In our break out session, Emily spoke about her use of positioning statements to help develop a marketing strategy for her clients.  This was an eye-opener for me, because it helped to highlight the intentions in design that I have always called 'telling the story'.


Howe Hall Astro Lounge

We were approached by Shenandoah University to transform a careworn space into a sleek and inspiring area where students could participate in professional mixer simulations to develop networking skills.  Every square foot of real estate on campus is vital, so the space would also need to function 24/7 as a study area.  From the talk:

 
Great creative opportunities are discovered in making friends with what we cannot change. Within the project scope, we knew that making large spatial alterations was not part of the vision. We would be changing the skin of this space and furnishing it to suit.
 

We wanted to work with the brutalist vintage of the building and play to the popularity of mid-century design.

 
Thinking about things that were fresh and innovative in the 1970s got me thinking about NASA and the space age, which led me to Star Wars.
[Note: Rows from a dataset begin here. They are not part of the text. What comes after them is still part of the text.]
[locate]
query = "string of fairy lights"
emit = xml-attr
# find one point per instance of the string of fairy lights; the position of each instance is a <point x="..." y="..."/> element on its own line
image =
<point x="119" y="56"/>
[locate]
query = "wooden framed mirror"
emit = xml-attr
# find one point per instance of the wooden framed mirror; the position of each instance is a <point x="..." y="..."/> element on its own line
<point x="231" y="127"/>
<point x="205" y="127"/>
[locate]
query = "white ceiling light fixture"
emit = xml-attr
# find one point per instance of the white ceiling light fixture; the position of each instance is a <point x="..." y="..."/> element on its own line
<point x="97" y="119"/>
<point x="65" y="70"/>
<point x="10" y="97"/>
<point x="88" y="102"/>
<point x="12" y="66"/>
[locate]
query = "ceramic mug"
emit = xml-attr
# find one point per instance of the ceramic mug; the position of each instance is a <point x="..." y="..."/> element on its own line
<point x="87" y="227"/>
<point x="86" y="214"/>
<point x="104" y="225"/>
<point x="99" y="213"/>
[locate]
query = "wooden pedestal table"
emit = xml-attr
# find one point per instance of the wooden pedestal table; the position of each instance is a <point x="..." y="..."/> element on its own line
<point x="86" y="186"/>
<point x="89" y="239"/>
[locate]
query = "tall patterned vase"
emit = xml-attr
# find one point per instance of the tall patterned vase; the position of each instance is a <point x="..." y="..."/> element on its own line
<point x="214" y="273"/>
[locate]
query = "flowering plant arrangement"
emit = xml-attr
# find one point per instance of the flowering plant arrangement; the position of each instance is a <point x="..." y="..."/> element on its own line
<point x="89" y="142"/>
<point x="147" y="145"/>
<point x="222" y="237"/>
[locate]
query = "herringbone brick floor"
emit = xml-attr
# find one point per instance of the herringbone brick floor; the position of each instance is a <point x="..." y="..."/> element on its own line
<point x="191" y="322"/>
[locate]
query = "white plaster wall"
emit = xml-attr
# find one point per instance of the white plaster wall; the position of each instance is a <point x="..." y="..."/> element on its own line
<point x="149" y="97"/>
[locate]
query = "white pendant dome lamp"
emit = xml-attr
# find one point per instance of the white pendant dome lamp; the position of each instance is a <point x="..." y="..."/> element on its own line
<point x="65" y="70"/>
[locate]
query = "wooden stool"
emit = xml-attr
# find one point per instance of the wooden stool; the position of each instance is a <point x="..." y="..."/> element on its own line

I got to calling this area the Astro Lounge.
 

Ed's Heads was a natural fit for the Symposium breakout session.  As a locally-owned boutique business, it provided a contrast in scope from the design for Shenandoah University.  And I could offer more than one perspective on the project.  From the talk:  

 
I am a co-owner and so I thought Ed’s Heads would be a good case study because I know both the inside, business-owner perspective and the outside designer view of the salon.
 

The salon had earned a good reputation as much because of a warm and inviting vibe as it had for providing quality services.  With a gorgeous historic building on Main Street, we wanted to connect to our local roots, while doing so in a way that spoke to the dapper style of the principal owner, my husband, Ed McKee. 

 
After all, why hide from being a small town salon with a close-knit group of stylists when what most of us are starving for is meaningful interactions with real people? One of my mantras was ‘Manhattan meets Mayberry’.